Birch containers add an outdoors look to hyacinth blooms.
Birch containers add an outdoors look to hyacinth blooms.

What’s a person to do when the party invites pile up and you need easy-do hostess gifts?

Or, you need a gift for a shut-in or casual friend?

Think hyacinths – those sweet-smelling, nostalgic bulbs that say you care without a lot of fuss and muss.

A quick stop at the grocery store or florist yields you long-lasting potted hyacinths in shades of blue, purple, white and pink with a cluster of fragrant florets covering a sturdy stalk, according to the gardening experts at, a nonprofit educational site that focuses on the beauty and use of flowering bulbs.

That hyacinth pot may be a foil-covered or plastic version, but you can dress it up and make it look pricey by slipping the plastic pot into a decorative container, bowl or basket. Or, go the natural-looking route and wrap it in fabric such as burlap and tie it with raffia.

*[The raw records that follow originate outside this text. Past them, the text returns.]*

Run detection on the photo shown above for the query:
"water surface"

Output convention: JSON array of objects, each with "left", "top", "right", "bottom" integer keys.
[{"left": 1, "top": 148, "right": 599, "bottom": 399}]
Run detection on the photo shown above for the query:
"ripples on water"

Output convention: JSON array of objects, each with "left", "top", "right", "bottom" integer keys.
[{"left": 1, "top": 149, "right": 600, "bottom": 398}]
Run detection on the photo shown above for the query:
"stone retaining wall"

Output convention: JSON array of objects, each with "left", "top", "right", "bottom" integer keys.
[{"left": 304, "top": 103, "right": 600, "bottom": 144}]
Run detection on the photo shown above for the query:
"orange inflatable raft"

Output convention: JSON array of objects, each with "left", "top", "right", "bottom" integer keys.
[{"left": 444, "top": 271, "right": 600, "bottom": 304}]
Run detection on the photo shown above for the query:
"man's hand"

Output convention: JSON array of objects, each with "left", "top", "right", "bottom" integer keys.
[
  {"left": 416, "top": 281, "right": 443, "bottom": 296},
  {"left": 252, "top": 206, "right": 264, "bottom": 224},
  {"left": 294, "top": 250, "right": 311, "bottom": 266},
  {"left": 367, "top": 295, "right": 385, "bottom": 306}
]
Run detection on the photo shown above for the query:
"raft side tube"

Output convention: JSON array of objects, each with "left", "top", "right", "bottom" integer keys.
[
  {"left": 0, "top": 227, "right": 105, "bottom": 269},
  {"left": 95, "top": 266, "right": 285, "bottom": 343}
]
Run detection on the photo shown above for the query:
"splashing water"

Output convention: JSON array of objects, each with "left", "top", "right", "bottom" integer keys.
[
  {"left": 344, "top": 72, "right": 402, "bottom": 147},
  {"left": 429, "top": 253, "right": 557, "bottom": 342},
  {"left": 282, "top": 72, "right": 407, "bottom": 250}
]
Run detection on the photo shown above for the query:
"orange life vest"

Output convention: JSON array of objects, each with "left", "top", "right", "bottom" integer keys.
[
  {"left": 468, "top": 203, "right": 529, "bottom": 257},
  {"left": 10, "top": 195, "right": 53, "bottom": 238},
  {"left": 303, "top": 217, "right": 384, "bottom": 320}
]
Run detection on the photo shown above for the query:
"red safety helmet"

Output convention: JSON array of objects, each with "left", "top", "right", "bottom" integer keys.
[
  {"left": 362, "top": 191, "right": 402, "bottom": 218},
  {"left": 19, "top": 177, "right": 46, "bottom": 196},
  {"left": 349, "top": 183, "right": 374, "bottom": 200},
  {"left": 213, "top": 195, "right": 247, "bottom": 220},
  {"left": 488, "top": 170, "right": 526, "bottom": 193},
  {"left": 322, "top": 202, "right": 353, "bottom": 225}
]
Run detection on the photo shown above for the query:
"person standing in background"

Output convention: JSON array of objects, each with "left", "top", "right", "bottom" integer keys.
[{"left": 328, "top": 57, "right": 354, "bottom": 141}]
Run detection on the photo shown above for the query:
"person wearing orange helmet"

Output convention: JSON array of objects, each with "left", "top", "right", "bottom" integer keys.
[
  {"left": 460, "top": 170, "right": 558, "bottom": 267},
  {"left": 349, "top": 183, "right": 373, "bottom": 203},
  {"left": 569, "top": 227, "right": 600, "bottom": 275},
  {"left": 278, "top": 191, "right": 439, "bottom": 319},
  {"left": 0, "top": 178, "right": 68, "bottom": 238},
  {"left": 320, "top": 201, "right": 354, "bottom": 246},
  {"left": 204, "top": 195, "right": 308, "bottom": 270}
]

The bulbs with roots and soil intact can also be carefully lifted from the plastic pot and replanted in a larger container – think three to five grouped together – where they will continue to thrive.

When shopping for hyacinths, purchase the plants with buds closed. They bloom from bottom to top, so print a helpful card that suggests the recipient give the hyacinth proper light and temperature care.

The plant should be kept in an area with partial sunlight or partial shade and temperatures of about 60 degrees Fahrenheit. Heat speeds up the natural flowering process, and cooler temperatures help blooms last longer.

Water the plants as needed to keep the soil moist, but avoid over-watering because this leads to rotten bulbs.

No fertilizer is necessary because the nutrients needed for the plant to grow are stored in the bulb.

For fancier gift-giving needs, place a potted hyacinth in a basket filled with seeds and gardening tools for the 2014 season.